Conclusions: Our preliminary results demonstrate efficiency in metacognition of emotion recognition by voice. Theoretically, our results support the difference between accuracy in metacognition, measured by CR, and efficiency in metacognition, as it specified the CR between correct and incorrect performance. To gain better insights into practical issues, further studies are needed to examine whether and what are the differences between accuracy and efficiency in metacognition, as part of social communication.

Introduction

Metacognition refers to the capacity to reflect on, monitor, and control cognitive processes, such as decision-making, memory, and perception (Flavell, 1979). Efficient metacognition commonly represents better self-assessment for one ability. While measuring metacognition ability may be achieved by assigning self-report confidence rating in a given task, efficiency in metacognition is commonly achieved by studying the difference in CR between correct and incorrect performance (Polyanskaya, 2023). Over decades, researchers have been motivated to learn the extensive role metacognition plays in executing adaptive human behaviors, mainly focusing on education and learning aspects (Baer and Kidd, 2022), with relatively less interest in emotional perception (Laukka et al., 2021; Rahnev, 2023). However, studying efficiency in metacognition is still scarce. Given the fundamental role metacognition took in emotion perception as a perceptional process, a better understanding of measuring efficiency in metacognition of emotion recognition is much needed. To fill this gap in the literature, in this preliminary study we aimed to investigate metacognitive efficiency in emotion recognition focusing on voice communication, across different emotions category.

Metacognitive efficiency

Efficient metacognition generally reflects a better introspection of cognitive process. Specifically, effective metacognition is suggested to promote effectiveness in noticing relevant cues and to seek additional information when necessary (Drigas and Mitsea, 2020; Brus et al., 2021). Therefore, metacognition is considered foundational to flexible and adaptive behavior in a range of settings (Baer and Kidd, 2022; Katyal and Fleming, 2024). Furthermore, promoting efficient metacognition by guided intervention had a positive impact on discrimination, working memory, and spatial tasks (Carpenter et al., 2019; McWilliams et al., 2023). A widely used method to study metacognition is to have observers do a challenging task followed by an explicit confidence judgment regarding their task performance (McWilliams et al., 2023). This retrospective CR is further used as a measure of monitoring effectiveness, when a larger difference in CRs assigned to correct and incorrect performances reflects the ability to estimate the likelihood of the observer making an error (Rahnev, 2021; Polyanskaya, 2023). Based on CR measurement, metacognitive efficiency is sometimes considered domain-specific, meaning that one's ability to effectively evaluate their correctness in performance is specific to the object under scrutiny. Hence, individuals can also have high awareness of their performance in one cognitive domain while having limited awareness of their performance in another (Rouault et al., 2018). As such, CRs for correct performance were lower in the perceptual task (i.e., visuospatial task) than in the memory task (Pennington et al., 2021). However, less studies posited a domain-general metacognitive competence based on audio, visual and audio visual modalities (Ais et al., 2016; Carpenter et al., 2019). Together, inconsistency in findings highlights the importance of independent metacognitive efficiency study for a range of domains and skills. Yet, most research remains focused on general knowledge and learning domains, with less interest in social domains (Saoud and Al-Marzouqi, 2020).

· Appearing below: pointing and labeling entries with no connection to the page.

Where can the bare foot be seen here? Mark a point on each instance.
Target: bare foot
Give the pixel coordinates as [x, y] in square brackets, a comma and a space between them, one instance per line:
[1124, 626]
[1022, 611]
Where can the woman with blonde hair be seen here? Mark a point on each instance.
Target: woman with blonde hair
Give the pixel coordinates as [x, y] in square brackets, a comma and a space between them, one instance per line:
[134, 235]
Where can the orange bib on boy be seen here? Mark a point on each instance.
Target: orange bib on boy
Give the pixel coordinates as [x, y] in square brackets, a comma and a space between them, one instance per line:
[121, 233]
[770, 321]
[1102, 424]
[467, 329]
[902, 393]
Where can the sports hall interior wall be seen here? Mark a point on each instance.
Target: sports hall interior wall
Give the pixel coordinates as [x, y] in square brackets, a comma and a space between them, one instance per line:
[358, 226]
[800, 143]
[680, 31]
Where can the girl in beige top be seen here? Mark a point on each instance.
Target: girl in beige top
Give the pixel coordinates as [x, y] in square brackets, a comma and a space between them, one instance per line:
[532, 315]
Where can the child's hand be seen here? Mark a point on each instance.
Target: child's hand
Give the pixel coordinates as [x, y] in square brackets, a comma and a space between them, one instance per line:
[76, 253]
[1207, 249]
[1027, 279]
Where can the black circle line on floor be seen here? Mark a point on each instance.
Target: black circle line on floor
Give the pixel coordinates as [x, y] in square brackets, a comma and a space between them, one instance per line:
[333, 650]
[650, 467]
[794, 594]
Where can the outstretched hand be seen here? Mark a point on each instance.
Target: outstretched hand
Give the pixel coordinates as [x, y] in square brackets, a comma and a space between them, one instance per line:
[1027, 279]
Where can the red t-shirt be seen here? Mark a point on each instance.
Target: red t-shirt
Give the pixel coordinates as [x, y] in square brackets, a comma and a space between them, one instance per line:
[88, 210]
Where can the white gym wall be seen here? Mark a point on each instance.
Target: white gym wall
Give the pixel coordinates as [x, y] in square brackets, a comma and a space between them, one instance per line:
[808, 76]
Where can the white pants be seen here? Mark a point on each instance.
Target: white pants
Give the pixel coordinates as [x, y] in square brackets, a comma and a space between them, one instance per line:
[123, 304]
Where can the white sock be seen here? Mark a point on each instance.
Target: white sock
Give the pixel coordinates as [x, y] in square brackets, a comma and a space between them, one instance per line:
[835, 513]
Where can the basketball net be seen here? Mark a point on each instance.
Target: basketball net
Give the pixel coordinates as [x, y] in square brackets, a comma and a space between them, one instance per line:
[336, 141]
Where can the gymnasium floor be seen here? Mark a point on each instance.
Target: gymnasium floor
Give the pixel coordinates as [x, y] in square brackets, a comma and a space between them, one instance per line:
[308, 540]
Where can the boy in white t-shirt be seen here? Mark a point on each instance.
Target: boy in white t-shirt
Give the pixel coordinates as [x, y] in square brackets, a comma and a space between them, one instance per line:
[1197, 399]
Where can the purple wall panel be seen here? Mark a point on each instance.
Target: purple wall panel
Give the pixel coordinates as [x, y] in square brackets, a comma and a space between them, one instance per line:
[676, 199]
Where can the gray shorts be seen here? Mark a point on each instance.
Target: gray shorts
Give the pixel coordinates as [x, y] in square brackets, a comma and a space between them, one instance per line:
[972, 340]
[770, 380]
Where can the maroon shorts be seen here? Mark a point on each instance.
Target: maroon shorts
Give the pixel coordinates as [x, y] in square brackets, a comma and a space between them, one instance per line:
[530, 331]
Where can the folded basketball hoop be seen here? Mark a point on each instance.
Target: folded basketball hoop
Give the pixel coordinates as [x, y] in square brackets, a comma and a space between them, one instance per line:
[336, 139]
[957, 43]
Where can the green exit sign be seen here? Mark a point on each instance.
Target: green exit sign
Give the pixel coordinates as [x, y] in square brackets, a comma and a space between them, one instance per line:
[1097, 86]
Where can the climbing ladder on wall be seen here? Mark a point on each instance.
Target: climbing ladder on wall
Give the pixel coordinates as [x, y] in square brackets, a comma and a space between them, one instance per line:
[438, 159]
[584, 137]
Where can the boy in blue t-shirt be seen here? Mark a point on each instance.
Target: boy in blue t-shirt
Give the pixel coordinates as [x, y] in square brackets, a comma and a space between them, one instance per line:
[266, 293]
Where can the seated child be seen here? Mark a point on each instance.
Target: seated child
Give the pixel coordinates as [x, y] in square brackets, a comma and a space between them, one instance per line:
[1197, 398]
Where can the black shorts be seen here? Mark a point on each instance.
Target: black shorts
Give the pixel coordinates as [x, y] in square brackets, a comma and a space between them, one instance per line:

Metacognitive efficiency in emotion recognition

As metacognition contributes to accurate performance in other perception tasks, few researchers sought to gain further insights into its potential contribution to accurate perception of others' emotions (Jeckeln et al., 2022; Michel, 2023). Emotion perception competence refers to the ability to perceive and interpret (i.e., decode) relevant social–emotional cues expressed by others (i.e., to encode; Bänziger and Scherer, 2007). Accurate perception of others' feeling and thinking is a key skill associated with achieving successful interpersonal relationships (Mitsea et al., 2022). In the visual channel, for example, authors revealed that higher CR was associated with higher accuracy in the facial emotional recognition task, underscoring the fundamental role of CR in the adjustments of social behavior (Bègue et al., 2019; Garcia-Cordero et al., 2021; Folz et al., 2022; Katyal and Fleming, 2024), whereas metacognitive dysfunction has been implicated as a key source of maladaptive behavior regarding emotional perception (Arslanova et al., 2023).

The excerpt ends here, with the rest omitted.